Dass sich die Grafik als nicht mehr ganz taufrisch erweist, trübt das Gesamtbild in keinster Weise. Rätsel oder andere fortschritthemmende Elemente treten grundsätzlich nicht auf. The Stanley Parable ist eine Erfahrungsreise, in der es nicht darum geht, den*die Spielende wie in einem klassischen Videospiel zu unterhalten. Interaktive Elemente beschränken sich auf das Fortbewegen der Spielfigur und zahllose Entscheidungen, die es zu treffen gilt. Immer wieder führt der Erzähler dem*der Spielenden in diesen Szenen vor, dass er*sie von anderer Stelle manipuliert wird. Dass seine*ihre Wahlmöglichkeiten bei weitem nicht die Bedeutungsschwere beinhalten, die man zunächst in ihnen vermuten möchte.

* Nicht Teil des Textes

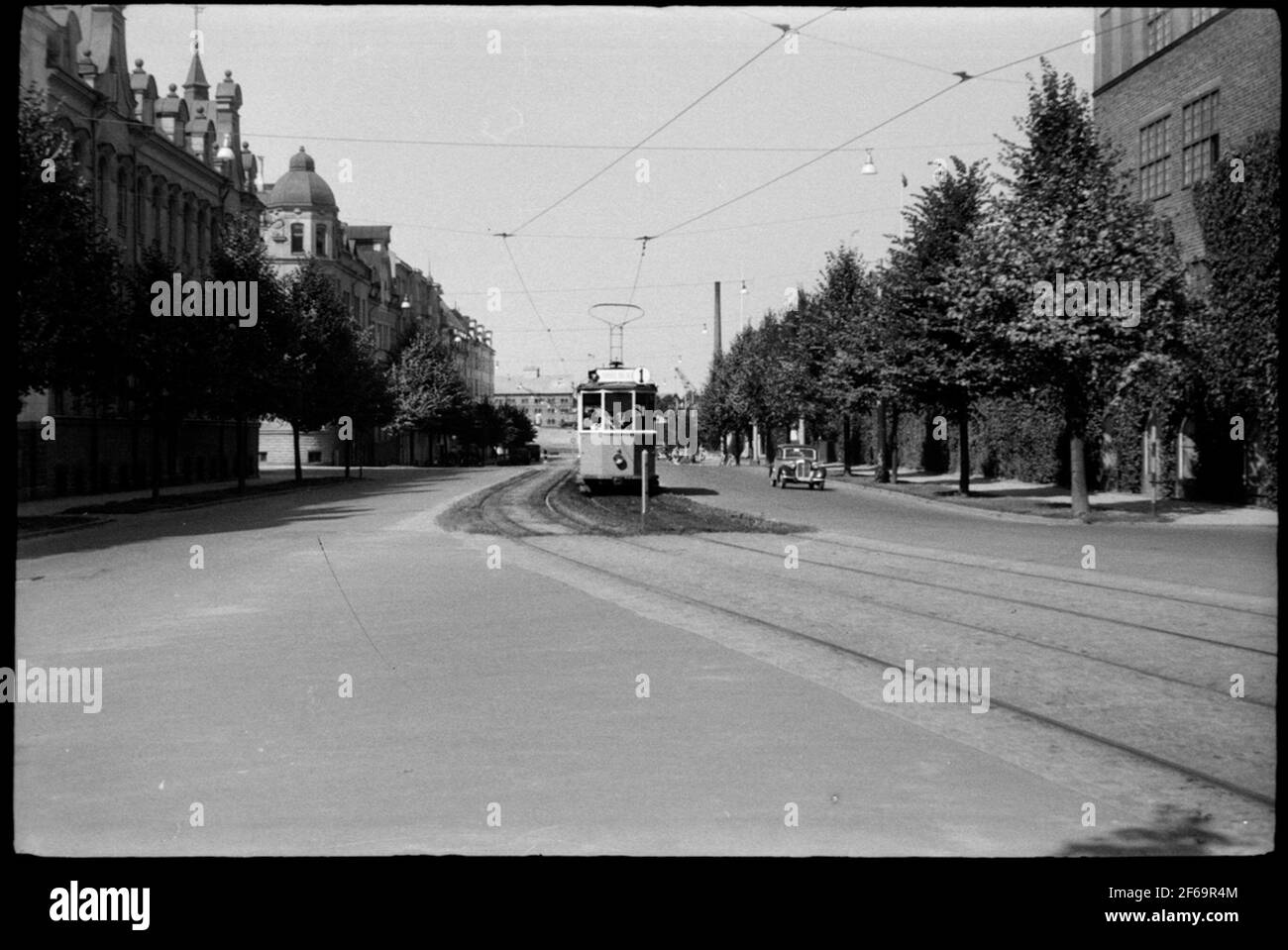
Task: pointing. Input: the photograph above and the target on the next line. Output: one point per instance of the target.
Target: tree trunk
(94, 481)
(845, 443)
(894, 443)
(1081, 505)
(883, 473)
(241, 454)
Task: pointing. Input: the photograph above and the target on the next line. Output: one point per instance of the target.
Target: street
(343, 676)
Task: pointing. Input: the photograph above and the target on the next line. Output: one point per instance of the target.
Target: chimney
(716, 345)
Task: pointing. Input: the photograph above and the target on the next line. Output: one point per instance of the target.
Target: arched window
(102, 188)
(123, 193)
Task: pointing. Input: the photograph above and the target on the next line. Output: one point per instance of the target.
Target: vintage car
(797, 465)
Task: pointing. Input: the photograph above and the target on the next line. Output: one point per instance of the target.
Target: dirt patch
(37, 525)
(669, 512)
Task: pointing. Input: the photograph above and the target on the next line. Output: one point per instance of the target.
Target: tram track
(496, 505)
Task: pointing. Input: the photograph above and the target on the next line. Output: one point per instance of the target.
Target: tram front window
(618, 407)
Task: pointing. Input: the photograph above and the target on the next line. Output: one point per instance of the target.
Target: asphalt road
(1237, 558)
(500, 709)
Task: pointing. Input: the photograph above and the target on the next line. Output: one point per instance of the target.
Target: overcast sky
(451, 143)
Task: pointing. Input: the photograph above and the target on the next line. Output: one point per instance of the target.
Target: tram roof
(617, 386)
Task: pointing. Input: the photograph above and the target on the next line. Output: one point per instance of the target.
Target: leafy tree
(170, 364)
(1234, 334)
(426, 386)
(245, 357)
(365, 382)
(68, 278)
(948, 351)
(719, 415)
(845, 301)
(316, 345)
(1068, 214)
(516, 429)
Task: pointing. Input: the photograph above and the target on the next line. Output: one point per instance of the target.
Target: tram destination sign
(621, 373)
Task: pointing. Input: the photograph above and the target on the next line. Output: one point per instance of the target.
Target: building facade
(548, 402)
(1175, 89)
(165, 171)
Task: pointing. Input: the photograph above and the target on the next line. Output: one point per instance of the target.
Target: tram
(616, 441)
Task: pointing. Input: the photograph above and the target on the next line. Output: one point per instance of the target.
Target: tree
(848, 316)
(516, 429)
(246, 356)
(1068, 215)
(948, 351)
(1234, 332)
(314, 344)
(368, 399)
(170, 364)
(426, 386)
(69, 282)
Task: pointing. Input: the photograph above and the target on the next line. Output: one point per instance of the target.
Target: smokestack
(715, 343)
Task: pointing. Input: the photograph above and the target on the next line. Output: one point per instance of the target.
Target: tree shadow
(1173, 832)
(327, 501)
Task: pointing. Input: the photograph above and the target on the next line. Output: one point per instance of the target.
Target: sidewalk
(1031, 501)
(42, 507)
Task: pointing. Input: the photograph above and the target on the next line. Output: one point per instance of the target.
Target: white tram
(616, 441)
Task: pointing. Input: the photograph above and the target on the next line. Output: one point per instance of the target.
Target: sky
(458, 124)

Kein Spiel für die breite Masse

Sicherlich beschäftigt sich nicht jeder Jugendliche mit Themen wie Fremdbestimmung oder blindem Gehorsam. Ab welchem Alter das Spiel also für ein jugendliches Publikum an Relevanz gewinnt, hängt wohl am ehesten mit der individuellen Reife zusammen. Schüler*innen, die den Philosophieunterricht als langweilig empfinden, werden mit Sicherheit keinerlei Freude an diesem ungewöhnlichen Konzept haben. Ein befriedigendes Spielerlebnis wird grundsätzlich nur demjenigen geboten, der bereit ist, sich intellektuell auf dieses Experiment einzulassen.

Fazit

The Stanley Parable ist eine neuartige Form von Erfahrung, die sich nur schwer in Worte fassen lässt. Das Alter des Spielenden ist dabei von weitaus geringerer Bedeutung als sein persönlicher Entwicklungsstand. Gute Englischkenntnisse werden nicht zwingend vorausgesetzt, sind aber ohne Zweifel empfehlenswert. Auch wenn das Projekt über deutsche Untertitel verfügt, geht beim Lesen der Bildschirmtexte sehr viel an interaktiver Dynamik verloren. Ob und inwiefern sich die aufgeworfenen Fragen in der Folge beantworten lassen, sei dahingestellt. Tatsache ist, dass bislang kaum ein Videospiel ein ähnliches Potenzial für einen geistigen Diskurs mit sich brachte. Wer sich auf eben diesen einlässt, wird mit einem Meilenstein interaktiver Erzählkunst belohnt. Grundsätzlich gilt aber: Wer Spiele ausnahmslos als Unterhaltungsmedium begreift, sollte einen weiten Bogen um den Titel machen.